Tribunal judiciaire, 0p14 aud. civile prox 5, 18 juin 2026 — n° 25/05104
Synthèse de la décision
Question juridique
Quelles sont les conséquences de l'inexécution d'une obligation contractuelle en matière de paiement dans un contrat de prestation de services ?
Principe retenu
Le débiteur est condamné au paiement de dommages et intérêts en cas d'inexécution de l'obligation, sauf s'il justifie que l'exécution a été empêchée par la force majeure. La mauvaise foi du débiteur peut également entraîner des condamnations supplémentaires.
Faits clés
- Monsieur [W] [J] a planifié une chirurgie esthétique avec la SELARL CEPRA pour un coût de 5780 à 6080 euros.

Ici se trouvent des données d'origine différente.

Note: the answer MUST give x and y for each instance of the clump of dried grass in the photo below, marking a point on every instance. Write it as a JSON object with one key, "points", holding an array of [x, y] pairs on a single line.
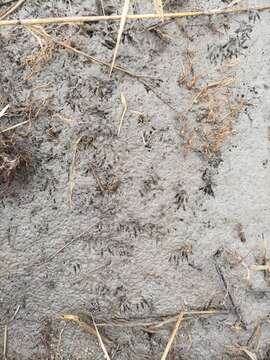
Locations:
{"points": [[211, 117], [14, 158]]}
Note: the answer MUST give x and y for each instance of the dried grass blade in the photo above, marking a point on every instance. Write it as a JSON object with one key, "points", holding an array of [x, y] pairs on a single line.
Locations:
{"points": [[101, 343], [72, 171], [124, 104], [173, 334], [121, 29], [3, 111], [159, 8], [14, 126]]}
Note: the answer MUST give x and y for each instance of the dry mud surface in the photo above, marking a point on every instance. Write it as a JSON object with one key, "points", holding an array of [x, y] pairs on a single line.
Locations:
{"points": [[173, 213]]}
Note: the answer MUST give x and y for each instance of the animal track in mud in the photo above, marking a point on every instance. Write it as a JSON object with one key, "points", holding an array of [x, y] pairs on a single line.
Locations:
{"points": [[181, 199], [207, 188], [236, 44], [139, 304]]}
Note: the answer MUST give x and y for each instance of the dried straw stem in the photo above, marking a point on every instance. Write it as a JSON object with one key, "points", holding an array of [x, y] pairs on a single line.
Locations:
{"points": [[171, 15]]}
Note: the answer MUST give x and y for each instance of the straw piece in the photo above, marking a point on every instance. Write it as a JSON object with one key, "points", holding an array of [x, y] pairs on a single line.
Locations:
{"points": [[85, 19], [101, 343], [121, 29], [173, 334]]}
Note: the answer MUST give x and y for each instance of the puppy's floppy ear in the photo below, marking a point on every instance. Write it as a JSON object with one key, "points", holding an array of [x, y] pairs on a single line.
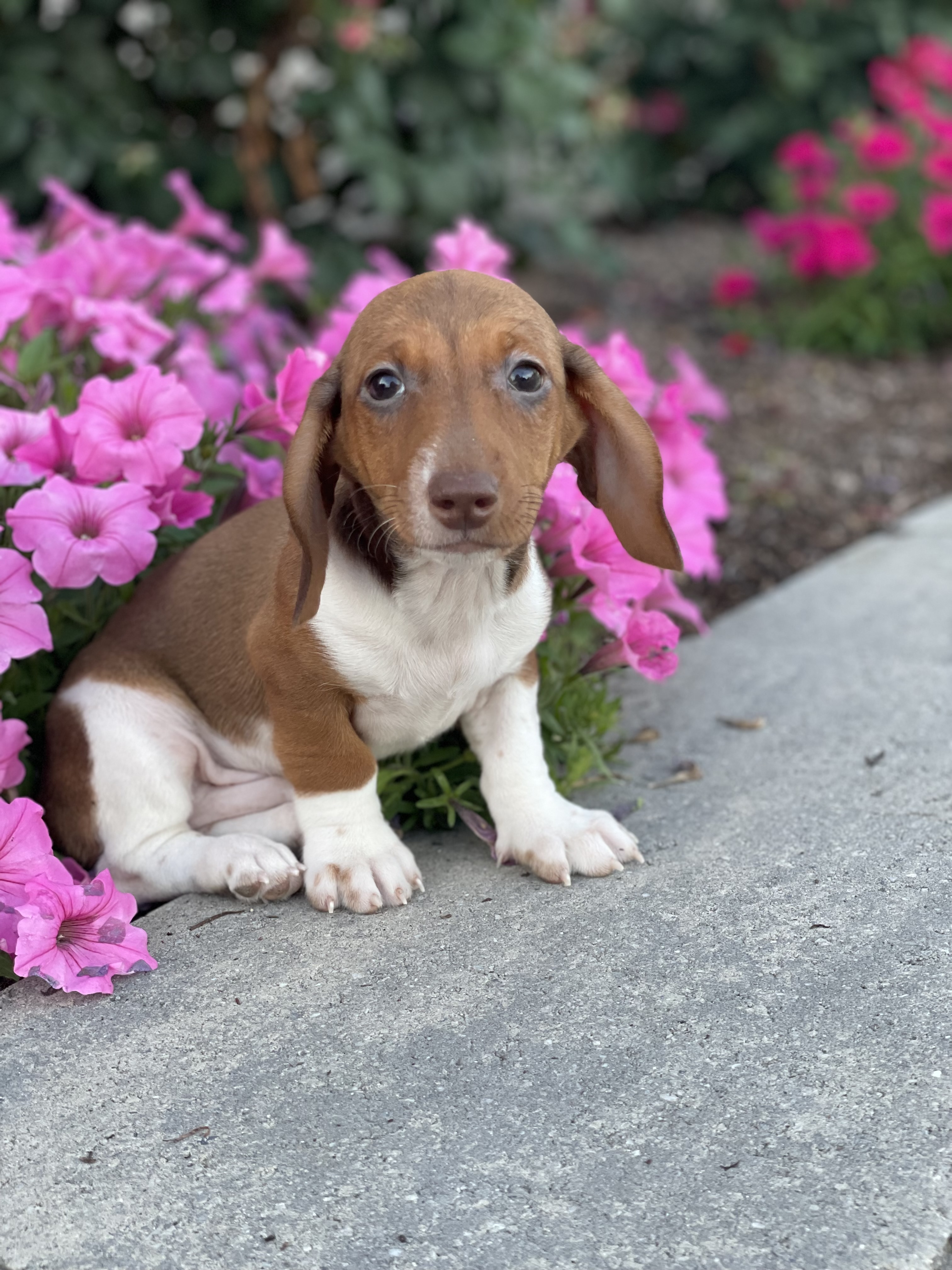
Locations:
{"points": [[310, 478], [617, 461]]}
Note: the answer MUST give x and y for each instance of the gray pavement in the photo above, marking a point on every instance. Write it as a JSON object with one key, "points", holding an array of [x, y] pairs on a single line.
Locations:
{"points": [[735, 1057]]}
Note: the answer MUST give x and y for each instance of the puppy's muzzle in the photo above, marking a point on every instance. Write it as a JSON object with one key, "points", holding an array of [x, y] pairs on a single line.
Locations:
{"points": [[464, 501]]}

- Le paiement devait être effectué par quatre chèques, dont tous ont été rejetés pour compte clos.
- Une mise en demeure de paiement a été adressée à Monsieur [W] [J] sans succès.
- Monsieur [W] [J] a tenté de décourager la SELARL CEPRA avec un faux mail sur une procédure de surendettement.
- Le tribunal a constaté la mauvaise foi de Monsieur [W] [J] dans ses tentatives d'évasion du paiement.
Articles cités
article 1101 du code civil
article 1231-1 du code civil
article 700 du code de procédure civile
Exposé du litige
EXPOSE DU LITIGE
Selon devis accepté le 27 mai 2024, Monsieur [W] [J] a planifié auprès du Docteur [V] [M], exerçant sous forme de société d’exercice libéral à responsabilité limité (SELARL) CEPRA, un acte médico-chirurgical à finalité thérapeutique non remboursé par la sécurité sociale, de chirurgie esthétique prévu le 13 septembre 2024 pour un coût global des prestations selon hospitalisation de 5780 à 6080 +/- 800 euros.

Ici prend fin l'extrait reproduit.